Author’s Note: It’s a new world since we wrote this blog and with events canceled this spring, we predict CMOs will shift budgets to be even more focused on digital marketing. So I believe this blog is more relevant than ever.
Save the CMO: Part I of a 3 Part Series
The practice of B2B marketing has changed profoundly over the past couple of decades. Virtually every job in every industry has evolved in response to the rise of data and technology, but it has arguably hit marketing the hardest. B2B marketing was more art than science from its inception, and it has been transformed with new tools that uncover insights, automate tasks and measure performance.

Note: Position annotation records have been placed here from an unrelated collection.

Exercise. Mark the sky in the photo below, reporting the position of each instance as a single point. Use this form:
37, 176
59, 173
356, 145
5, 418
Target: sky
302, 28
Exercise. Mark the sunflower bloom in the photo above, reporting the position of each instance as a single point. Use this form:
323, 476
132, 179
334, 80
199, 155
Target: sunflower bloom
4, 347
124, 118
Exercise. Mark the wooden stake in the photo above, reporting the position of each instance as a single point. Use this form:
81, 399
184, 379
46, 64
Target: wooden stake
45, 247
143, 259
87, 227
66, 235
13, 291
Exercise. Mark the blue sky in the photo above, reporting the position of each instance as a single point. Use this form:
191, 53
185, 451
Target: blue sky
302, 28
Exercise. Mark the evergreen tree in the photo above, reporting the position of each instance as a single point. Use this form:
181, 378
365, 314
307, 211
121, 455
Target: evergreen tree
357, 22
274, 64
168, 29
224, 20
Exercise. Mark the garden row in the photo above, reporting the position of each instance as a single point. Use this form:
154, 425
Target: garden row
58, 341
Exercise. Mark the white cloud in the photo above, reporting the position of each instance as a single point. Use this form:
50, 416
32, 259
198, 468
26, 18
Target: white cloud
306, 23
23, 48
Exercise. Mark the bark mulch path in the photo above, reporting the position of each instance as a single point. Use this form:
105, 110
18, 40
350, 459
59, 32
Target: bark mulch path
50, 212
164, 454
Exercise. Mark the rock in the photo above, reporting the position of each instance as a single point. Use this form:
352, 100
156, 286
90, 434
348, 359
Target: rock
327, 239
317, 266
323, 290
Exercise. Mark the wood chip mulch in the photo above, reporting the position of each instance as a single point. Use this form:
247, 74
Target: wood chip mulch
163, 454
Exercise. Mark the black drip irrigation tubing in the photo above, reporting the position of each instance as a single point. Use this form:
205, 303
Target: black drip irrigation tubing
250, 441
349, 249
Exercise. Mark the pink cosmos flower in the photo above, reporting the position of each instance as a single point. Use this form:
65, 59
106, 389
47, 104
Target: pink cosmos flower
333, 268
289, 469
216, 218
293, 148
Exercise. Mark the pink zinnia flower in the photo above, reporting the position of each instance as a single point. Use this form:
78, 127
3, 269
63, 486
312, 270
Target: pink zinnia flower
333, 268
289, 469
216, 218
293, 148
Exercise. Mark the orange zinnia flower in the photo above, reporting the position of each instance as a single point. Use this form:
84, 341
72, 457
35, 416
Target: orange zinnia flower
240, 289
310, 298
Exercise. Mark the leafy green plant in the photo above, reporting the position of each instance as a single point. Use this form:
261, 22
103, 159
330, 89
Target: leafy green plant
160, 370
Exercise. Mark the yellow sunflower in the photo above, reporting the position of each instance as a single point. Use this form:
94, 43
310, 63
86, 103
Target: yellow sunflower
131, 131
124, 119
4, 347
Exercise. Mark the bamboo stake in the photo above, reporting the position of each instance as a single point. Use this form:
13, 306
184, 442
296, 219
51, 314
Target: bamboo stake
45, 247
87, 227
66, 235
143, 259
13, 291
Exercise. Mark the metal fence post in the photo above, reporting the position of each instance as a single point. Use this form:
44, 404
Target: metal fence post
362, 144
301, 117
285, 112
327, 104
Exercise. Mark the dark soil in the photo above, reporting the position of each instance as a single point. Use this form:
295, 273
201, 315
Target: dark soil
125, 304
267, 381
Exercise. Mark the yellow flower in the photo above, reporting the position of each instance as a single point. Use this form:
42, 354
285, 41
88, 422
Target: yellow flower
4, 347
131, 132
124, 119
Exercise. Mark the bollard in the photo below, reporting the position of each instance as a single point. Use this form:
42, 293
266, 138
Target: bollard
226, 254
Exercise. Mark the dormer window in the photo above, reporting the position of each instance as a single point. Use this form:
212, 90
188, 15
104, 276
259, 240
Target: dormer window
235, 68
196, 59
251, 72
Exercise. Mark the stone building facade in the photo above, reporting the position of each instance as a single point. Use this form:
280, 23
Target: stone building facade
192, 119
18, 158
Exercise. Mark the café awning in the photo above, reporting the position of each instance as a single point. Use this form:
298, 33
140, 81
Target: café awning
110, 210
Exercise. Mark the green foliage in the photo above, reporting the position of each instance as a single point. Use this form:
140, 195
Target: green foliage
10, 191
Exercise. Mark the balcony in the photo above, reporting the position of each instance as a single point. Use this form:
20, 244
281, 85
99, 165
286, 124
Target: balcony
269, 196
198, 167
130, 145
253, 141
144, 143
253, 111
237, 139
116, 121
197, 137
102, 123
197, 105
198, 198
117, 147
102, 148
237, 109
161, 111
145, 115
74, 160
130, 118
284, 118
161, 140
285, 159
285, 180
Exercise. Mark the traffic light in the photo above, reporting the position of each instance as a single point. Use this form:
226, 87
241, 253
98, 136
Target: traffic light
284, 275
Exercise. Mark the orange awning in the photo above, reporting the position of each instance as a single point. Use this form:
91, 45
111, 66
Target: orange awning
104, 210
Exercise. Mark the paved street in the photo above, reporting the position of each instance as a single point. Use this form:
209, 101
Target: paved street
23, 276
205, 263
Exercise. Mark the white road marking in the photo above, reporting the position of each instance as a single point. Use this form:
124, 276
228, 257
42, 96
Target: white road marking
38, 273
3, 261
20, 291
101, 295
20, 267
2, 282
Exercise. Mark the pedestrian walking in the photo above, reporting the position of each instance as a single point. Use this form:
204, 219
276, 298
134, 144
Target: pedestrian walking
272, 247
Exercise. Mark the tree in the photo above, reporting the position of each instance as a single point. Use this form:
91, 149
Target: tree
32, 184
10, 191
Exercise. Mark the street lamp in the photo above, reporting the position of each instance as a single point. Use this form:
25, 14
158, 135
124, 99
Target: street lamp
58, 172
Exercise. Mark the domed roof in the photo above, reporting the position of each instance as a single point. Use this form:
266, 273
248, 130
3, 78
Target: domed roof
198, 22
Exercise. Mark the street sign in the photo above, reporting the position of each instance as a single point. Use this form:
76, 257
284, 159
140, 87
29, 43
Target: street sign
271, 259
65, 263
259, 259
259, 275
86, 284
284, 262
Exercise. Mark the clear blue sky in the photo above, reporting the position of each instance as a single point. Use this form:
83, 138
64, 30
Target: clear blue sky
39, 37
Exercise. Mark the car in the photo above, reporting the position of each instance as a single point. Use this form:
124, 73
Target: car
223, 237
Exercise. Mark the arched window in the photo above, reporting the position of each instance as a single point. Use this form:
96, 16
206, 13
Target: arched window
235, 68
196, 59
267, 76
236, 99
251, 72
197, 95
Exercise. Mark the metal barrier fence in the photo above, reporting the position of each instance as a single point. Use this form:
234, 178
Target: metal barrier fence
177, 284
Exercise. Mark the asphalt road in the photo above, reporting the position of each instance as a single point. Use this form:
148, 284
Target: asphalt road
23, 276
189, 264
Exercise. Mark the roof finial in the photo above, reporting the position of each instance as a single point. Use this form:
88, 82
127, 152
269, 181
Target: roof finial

The changes haven’t been confined to new tools to do the job; the job itself has changed. Back in the day, CMO skills focused on building and managing brands. Marketing segmented audiences and used research (if they had the time and money to conduct it) and intuition to create campaigns targeted to each segment. Modern marketing is highly personalized, enabling targeting at the individual and company level.
The changes to marketing operations in general and the CMO role specifically are so significant that they have prompted some people to wonder if the CMO role is becoming obsolete. The truth is, CMOs are more necessary than ever, but they need all the CMO skills they brought to the profession initially plus a whole new skillset to succeed.
The CMO role today still requires all the skills it did a generation ago, including the ability to tell a compelling story, understand market research and choose great creative. But now success demands additional skills, including the ability to generate and analyze real-time data, gain insight from performance metrics and apply those insights to future campaigns to improve results.
Less than a decade ago, there were approximately 150 martech solutions available. Today, there are more than 7,000. The new tools enable data-driven decision-making, but they also heighten C-suite expectations, which are that every operating unit demonstrate its contribution to revenue generation, including marketing. Accounts of activities aren’t enough: CMOs have to show results.
And if the changing role wasn’t sufficiently challenging, the pool of potential customers has also changed, especially on the B2B side. Prospective buyers have access to more information than ever, sales cycles are lengthening, and more people are involved in buying decisions. CMOs used to focus on creating awareness at the top of the sales and marketing funnel, but with buyers conducting their own research, marketing has to create content to help them at every stage of the customer journey.
Bringing the CMO Skills Up to Date
The scope of modern marketing’s responsibilities is incredibly vast, so it’s not possible for one person to master all facets of it and understand how each set of tools function, but it is essential for a modern CMO to have a big-picture understanding of how component parts contribute to the whole. For example, the marketing operations and digital marketing teams might engage in all of these areas and more:
- Content Marketing
- Customer Experience
- Email Marketing
- Mobile Marketing
- Product Marketing
- Marketing Automation
- Marketing Analytics
- Measurement including Funnel Metrics and Marketing Attribution
- Social Media Marketing
CMOs might be an expert at one or several of these areas, but chances are, they aren’t adept at all of them, and this is just a sample of the types of operations happening in modern marketing departments. The good news is, CMOs don’t have to perform all these functions themselves: they need to hire competent people, set the right strategy and let their team execute it.
For CMOs who have been in the marketing business for a couple of decades or more, choosing a digital-driven area of specialty and doing an in-depth study on how it works and what tools enable it is a great idea. It provides a perspective the CMO may otherwise lack, but the key to success is building a great team and understanding how all the moving parts work together to create value.
And that’s really the bottom line for the CMO role and why it will remain vital in the years ahead: successful marketing requires a team with diverse skills, and someone needs to understand the big picture and that someone is the CMO. Those in the CMO role who embrace the complexity and create and manage a top-notch team to handle it will remain relevant for the next decade and beyond.